Twenty years after graduating, Brown-McKenzie said the program has evolved into one that allows scholars to feel even more welcomed into Georgetown’s community. “As the program has gotten more robust, we hope students navigate those multiple spaces so that Georgetown is truly a community in diversity and that the fullness of the Georgetown experience can be theirs,” Brown-McKenzie said.
Cabrera believes the shared life experiences, similar backgrounds, and a shared introduction to the Georgetown community has helped Community Scholars foster close bonds. “The Community Scholars Program definitely provided me with my closest friends here on campus, and that is something that I will take with me after Georgetown,” he said. “Those will be my best friends for the years to come.”
The strength of community and of the resources provided by the program is illustrated by the success enjoyed by scholars. The national graduation rate for first-time college students at private universities is 62 percent. Students in CSP outperform their peers, with 91 percent of enrollees in the program graduating.
CSP originated in 1968 during a time of heightened racial tensions in the city and the country. That year saw the assassination of the Rev. Dr. Martin Luther King, Jr., sparking civil unrest across the U.S. in the wake of his death. In Washington, D.C., protests lasted for days as the city’s black community demanded social equity and improved living conditions and brought their anger with the status quo to the forefront of the District’s consciousness.
Recognizing the university’s need to better engage with its community, the program initially welcomed students from underserved areas in the District. CSP has expanded over the decades and now attracts students from all over the nation, including U.S. territories such as Puerto Rico and Guam.
Even though she is far from her native Guam, Marah Rosales (COL ’22) has found that CSP cultivated a welcoming environment as she transitions to her new home at Georgetown. “Even if I wasn’t able to talk to everyone in CSP, I know that if I see their face in the hallway, or outside in the campus, I feel a sense of community,” she said. “I know that they’re always going to be there to support me because we are all going through the same things.”
As another first year, Neri acknowledges the significance CSP has played in her life as well, and it is something she wants to preserve at Georgetown.
“CSP provides that community that we talk about. It’s not something that can be written down on paper—it’s something that’s felt,” she said. “Just being part of this community makes me want to give back, keep this program alive because it has done so much for me.”
Faculty members, as well as students, find the program rewarding.
Academic Director of CSP Elizabeth Velez (GSAS ’83) has worked with the program for 38 years. She is also a professor in the Women and Gender Studies program and fell in love with CSP during her first years at Georgetown. “If I could have just made up a job that would have been the best job of my life, it’s this one,” she said. “Working with these students is just a joyful experience, in the classroom, out of the classroom”

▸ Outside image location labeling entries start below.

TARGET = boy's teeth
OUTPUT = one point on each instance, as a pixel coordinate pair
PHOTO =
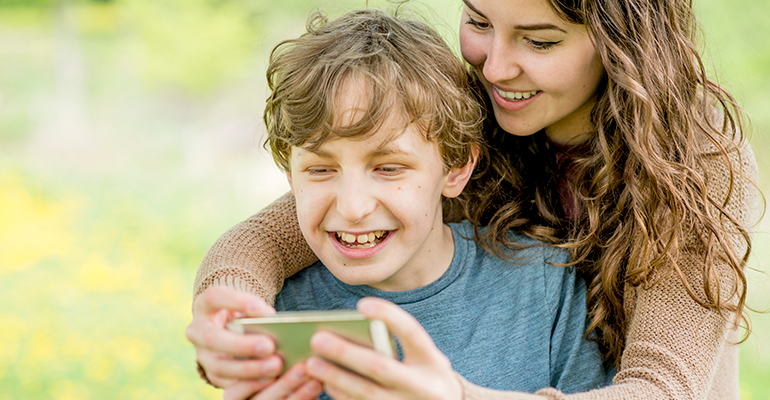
(515, 95)
(362, 239)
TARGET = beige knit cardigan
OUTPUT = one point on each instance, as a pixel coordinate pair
(675, 349)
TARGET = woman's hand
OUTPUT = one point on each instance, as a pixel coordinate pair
(425, 373)
(228, 357)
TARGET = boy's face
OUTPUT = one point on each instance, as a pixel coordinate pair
(371, 209)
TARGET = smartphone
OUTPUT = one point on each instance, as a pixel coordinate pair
(292, 330)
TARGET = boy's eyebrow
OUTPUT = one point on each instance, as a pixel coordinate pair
(532, 27)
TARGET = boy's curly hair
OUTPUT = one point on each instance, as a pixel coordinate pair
(407, 68)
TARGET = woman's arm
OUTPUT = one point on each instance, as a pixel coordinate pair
(245, 265)
(676, 349)
(256, 255)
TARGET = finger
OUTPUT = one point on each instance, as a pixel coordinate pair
(219, 339)
(310, 390)
(342, 384)
(221, 368)
(362, 360)
(242, 390)
(286, 384)
(417, 345)
(218, 297)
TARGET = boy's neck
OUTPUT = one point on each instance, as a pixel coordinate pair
(427, 267)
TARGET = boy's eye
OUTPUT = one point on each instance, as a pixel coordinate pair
(478, 24)
(541, 45)
(390, 170)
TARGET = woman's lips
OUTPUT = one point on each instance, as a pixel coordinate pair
(513, 101)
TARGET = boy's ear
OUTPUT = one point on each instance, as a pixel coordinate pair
(291, 184)
(457, 178)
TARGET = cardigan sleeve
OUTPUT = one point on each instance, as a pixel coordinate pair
(676, 349)
(256, 255)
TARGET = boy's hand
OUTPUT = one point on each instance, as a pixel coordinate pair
(295, 384)
(425, 373)
(228, 357)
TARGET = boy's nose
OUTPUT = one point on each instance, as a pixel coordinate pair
(354, 200)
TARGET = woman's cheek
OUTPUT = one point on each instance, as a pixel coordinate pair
(471, 49)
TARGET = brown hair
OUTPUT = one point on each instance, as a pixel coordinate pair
(409, 72)
(645, 186)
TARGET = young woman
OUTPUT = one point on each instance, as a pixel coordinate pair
(608, 139)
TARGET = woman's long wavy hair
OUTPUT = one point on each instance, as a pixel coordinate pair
(647, 194)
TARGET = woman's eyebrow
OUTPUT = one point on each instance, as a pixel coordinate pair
(539, 27)
(532, 27)
(469, 5)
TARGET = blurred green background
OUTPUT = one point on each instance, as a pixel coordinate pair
(130, 136)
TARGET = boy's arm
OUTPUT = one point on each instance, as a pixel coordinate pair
(256, 255)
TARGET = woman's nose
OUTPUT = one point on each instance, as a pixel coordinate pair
(501, 63)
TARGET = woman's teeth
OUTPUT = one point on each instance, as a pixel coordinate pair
(362, 241)
(515, 95)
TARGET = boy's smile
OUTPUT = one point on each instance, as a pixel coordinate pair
(370, 207)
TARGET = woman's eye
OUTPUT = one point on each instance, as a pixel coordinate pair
(540, 45)
(478, 24)
(318, 171)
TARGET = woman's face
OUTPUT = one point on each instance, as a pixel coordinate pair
(539, 70)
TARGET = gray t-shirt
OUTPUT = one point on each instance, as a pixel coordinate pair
(503, 326)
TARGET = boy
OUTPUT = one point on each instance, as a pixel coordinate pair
(372, 119)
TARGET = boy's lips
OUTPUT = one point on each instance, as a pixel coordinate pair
(359, 245)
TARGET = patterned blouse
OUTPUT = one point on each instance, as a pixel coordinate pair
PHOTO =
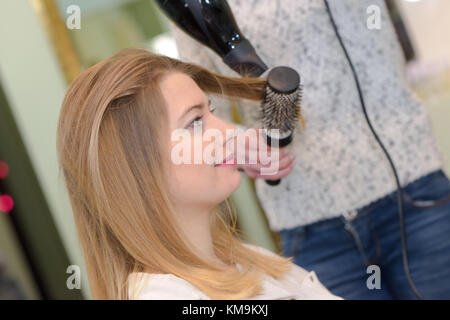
(339, 165)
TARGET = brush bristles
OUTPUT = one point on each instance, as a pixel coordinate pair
(281, 111)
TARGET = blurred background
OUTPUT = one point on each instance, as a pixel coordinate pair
(40, 56)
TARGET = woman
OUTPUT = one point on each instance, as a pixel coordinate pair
(338, 206)
(150, 228)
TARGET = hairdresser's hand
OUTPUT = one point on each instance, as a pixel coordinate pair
(280, 168)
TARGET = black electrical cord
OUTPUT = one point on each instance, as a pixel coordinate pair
(399, 189)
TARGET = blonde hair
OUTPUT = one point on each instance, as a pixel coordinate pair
(109, 144)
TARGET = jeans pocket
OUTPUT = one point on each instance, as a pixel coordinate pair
(291, 241)
(432, 193)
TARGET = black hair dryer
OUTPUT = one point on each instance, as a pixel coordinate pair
(212, 23)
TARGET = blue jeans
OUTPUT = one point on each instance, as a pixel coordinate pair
(339, 250)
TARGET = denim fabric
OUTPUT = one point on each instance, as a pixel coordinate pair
(339, 250)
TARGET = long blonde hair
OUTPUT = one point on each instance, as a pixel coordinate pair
(109, 146)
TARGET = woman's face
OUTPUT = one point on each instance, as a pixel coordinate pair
(194, 182)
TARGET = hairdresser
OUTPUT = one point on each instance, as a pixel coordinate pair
(336, 209)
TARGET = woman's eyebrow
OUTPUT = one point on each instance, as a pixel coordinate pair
(189, 109)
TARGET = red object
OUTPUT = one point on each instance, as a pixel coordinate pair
(6, 203)
(4, 170)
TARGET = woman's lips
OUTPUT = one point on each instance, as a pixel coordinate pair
(229, 161)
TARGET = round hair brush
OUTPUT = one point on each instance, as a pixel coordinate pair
(280, 111)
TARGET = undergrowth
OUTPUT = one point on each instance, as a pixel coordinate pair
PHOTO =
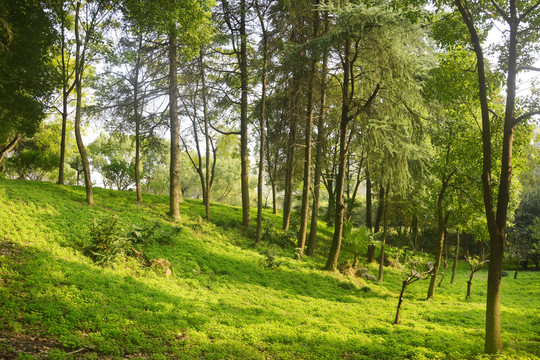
(226, 297)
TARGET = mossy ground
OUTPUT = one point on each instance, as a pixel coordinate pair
(222, 301)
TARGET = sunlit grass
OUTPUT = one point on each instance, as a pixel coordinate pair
(222, 301)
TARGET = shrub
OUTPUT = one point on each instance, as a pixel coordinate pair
(107, 241)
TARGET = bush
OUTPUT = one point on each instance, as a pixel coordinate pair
(107, 241)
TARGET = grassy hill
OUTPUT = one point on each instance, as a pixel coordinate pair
(225, 299)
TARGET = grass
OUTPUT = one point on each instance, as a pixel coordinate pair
(222, 301)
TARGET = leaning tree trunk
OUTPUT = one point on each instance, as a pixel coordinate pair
(79, 69)
(262, 125)
(333, 255)
(385, 230)
(304, 212)
(319, 152)
(174, 174)
(456, 258)
(244, 154)
(137, 115)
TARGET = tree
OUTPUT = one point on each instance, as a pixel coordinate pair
(184, 25)
(521, 21)
(26, 49)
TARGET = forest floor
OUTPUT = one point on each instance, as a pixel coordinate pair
(204, 290)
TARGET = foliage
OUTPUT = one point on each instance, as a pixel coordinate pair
(26, 41)
(219, 302)
(107, 241)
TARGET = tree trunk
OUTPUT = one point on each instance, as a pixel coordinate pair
(456, 258)
(137, 115)
(244, 152)
(400, 301)
(333, 255)
(79, 69)
(262, 125)
(369, 210)
(371, 253)
(291, 153)
(414, 229)
(380, 209)
(206, 186)
(9, 146)
(385, 230)
(304, 212)
(174, 174)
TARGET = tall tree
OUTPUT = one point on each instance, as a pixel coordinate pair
(26, 45)
(521, 20)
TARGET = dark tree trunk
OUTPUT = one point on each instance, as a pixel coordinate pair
(262, 125)
(371, 253)
(174, 182)
(456, 258)
(496, 219)
(369, 210)
(333, 255)
(319, 151)
(400, 301)
(9, 146)
(414, 228)
(79, 69)
(385, 230)
(304, 212)
(291, 154)
(136, 113)
(380, 210)
(244, 152)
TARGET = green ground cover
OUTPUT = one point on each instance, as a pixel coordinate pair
(222, 300)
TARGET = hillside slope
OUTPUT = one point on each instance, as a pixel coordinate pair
(225, 298)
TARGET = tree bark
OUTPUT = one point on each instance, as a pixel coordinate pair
(206, 186)
(319, 150)
(400, 301)
(79, 69)
(9, 146)
(333, 255)
(456, 258)
(174, 174)
(496, 220)
(304, 212)
(369, 210)
(380, 210)
(385, 231)
(137, 115)
(244, 154)
(262, 125)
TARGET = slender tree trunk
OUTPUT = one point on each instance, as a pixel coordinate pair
(79, 69)
(244, 154)
(414, 230)
(400, 301)
(333, 255)
(304, 212)
(65, 95)
(496, 220)
(440, 244)
(262, 125)
(291, 154)
(206, 186)
(318, 157)
(9, 146)
(456, 258)
(385, 230)
(174, 182)
(380, 210)
(369, 210)
(136, 113)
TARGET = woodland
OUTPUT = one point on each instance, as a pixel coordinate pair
(269, 179)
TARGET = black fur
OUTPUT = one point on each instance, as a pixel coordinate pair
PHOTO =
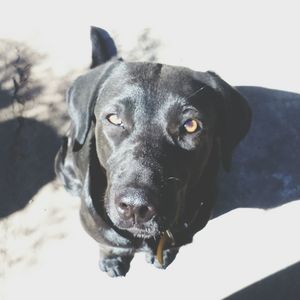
(148, 168)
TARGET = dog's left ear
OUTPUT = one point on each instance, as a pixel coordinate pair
(234, 115)
(103, 47)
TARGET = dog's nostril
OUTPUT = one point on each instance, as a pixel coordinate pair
(143, 210)
(144, 213)
(125, 210)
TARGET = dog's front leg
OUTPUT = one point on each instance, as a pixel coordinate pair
(115, 261)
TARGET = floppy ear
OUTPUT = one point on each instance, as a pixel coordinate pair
(81, 99)
(103, 47)
(82, 95)
(234, 116)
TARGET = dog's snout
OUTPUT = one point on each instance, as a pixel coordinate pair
(131, 210)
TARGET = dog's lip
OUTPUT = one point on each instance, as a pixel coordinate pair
(143, 232)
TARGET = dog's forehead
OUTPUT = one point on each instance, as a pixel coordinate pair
(149, 84)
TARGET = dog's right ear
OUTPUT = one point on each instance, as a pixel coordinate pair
(103, 47)
(81, 99)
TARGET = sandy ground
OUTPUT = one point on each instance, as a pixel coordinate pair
(251, 248)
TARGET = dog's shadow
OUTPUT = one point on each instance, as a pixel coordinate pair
(266, 166)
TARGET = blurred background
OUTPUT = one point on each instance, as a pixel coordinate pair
(251, 247)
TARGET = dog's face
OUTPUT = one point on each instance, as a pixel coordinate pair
(154, 127)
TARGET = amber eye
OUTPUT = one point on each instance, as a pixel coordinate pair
(114, 119)
(192, 125)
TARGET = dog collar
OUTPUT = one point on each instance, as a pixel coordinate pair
(167, 237)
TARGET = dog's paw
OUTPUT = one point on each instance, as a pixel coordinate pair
(115, 266)
(168, 257)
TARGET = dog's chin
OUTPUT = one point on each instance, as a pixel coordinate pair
(144, 233)
(151, 229)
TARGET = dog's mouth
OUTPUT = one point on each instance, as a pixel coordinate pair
(143, 232)
(151, 229)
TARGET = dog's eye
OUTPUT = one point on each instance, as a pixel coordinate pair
(114, 119)
(192, 125)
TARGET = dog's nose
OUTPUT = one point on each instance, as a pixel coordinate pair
(137, 212)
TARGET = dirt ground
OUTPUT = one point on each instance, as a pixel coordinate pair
(251, 248)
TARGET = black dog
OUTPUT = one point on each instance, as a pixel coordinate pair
(143, 153)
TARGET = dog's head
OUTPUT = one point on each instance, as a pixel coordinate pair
(154, 127)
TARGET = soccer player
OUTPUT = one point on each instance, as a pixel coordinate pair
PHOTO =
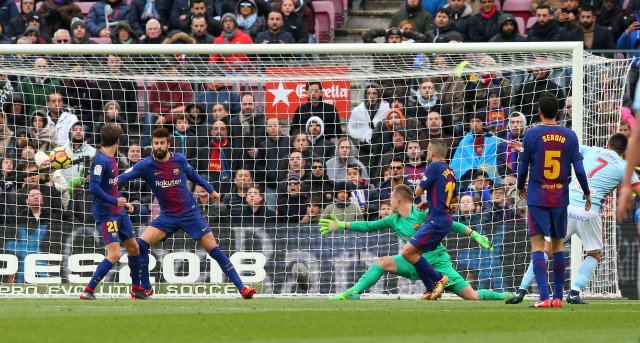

Devita Bishundat, director of CSP, views it as a major asset to the Georgetown community as a whole. “The Community Scholars Program is Georgetown at its best. It lives out many of the Jesuit values including academic excellence, cura personalis, and community in diversity,” she wrote in an email to the Voice. “It truly is the soul of Georgetown.”
With the commemoration of its 50th anniversary, the CSP community hopes there will be plenty more scholars to walk through its door.
“The care they pour into one another is nothing short of beautiful,” Bishundat wrote. “The Scholars go on to be change makers on campus and beyond the front gates, and to say we’ve been doing this for 50 years now is a gift—one worth celebrating.”